In the salient pole type motor rotor, a cylindrical shaft is fitted with a rotating shaft on an iron core having a plurality of salient poles projecting in a radial direction at a circumferential direction on a circumferential surface thereof. Balanced protrusion type, characterized in that the weight member for balance adjustment coupled to at least one side of both sides in the axial direction of the iron core is balanced with respect to the rotation axis by the weight member. Motor rotor. 2. The balanced pole type motor according to claim 1, wherein the weight member for adjusting the balance is a bushing member fitted around the rotating shaft to maintain a gap between the bearings for supporting both ends of the rotating shaft. Rotor. 2. The balanced pole type motor rotor according to claim 1, wherein the weight member for adjusting the balance has a diameter less than or equal to a cylindrical shape except for the iron pole of the iron core and is an auxiliary iron core of the same material as the iron core. . A method of balancing a rotor of a variable reluctance motor fitted with a rotating shaft to an iron core having a plurality of protrusions radially projecting in the circumferential direction at a circumferential direction on a circumferential surface thereof, wherein the rotor is balanced with respect to the rotating shaft. A weight member for balance adjustment is coupled to at least one of both sides through which the rotating shaft of the iron core penetrates, and a mass non-uniform position with respect to the entire rotation shaft including the weight member for balance adjustment is found, and then the balance is determined.

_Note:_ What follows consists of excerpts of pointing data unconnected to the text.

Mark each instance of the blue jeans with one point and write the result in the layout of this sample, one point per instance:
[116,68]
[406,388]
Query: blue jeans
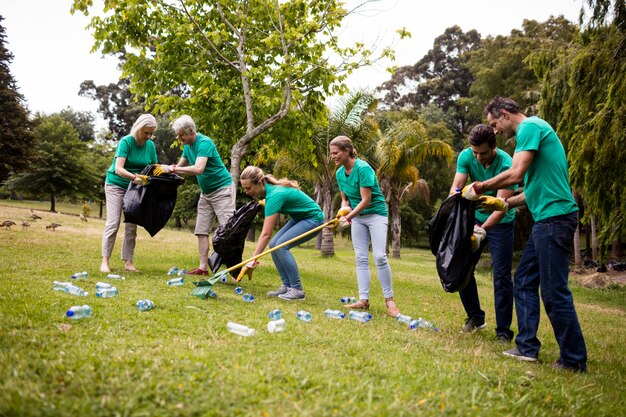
[283,258]
[545,265]
[500,241]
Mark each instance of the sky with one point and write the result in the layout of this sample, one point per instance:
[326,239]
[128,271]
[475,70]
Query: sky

And balancing the weight member for adjustment in correspondence with the found mass non-uniform position. 5. The balancing method of a salient motor rotor according to claim 4, wherein a weight member for adjusting said balance uses a bushing member fitted around said rotating shaft for maintaining a gap of a bearing for supporting both ends of said rotating shaft. . 5. The balancing method of a salient motor rotor according to claim 4, wherein the weight member for adjusting the balance has a diameter of cylindrical shape or less except for the salient pole of the iron core and an auxiliary iron core of the same material as the iron core.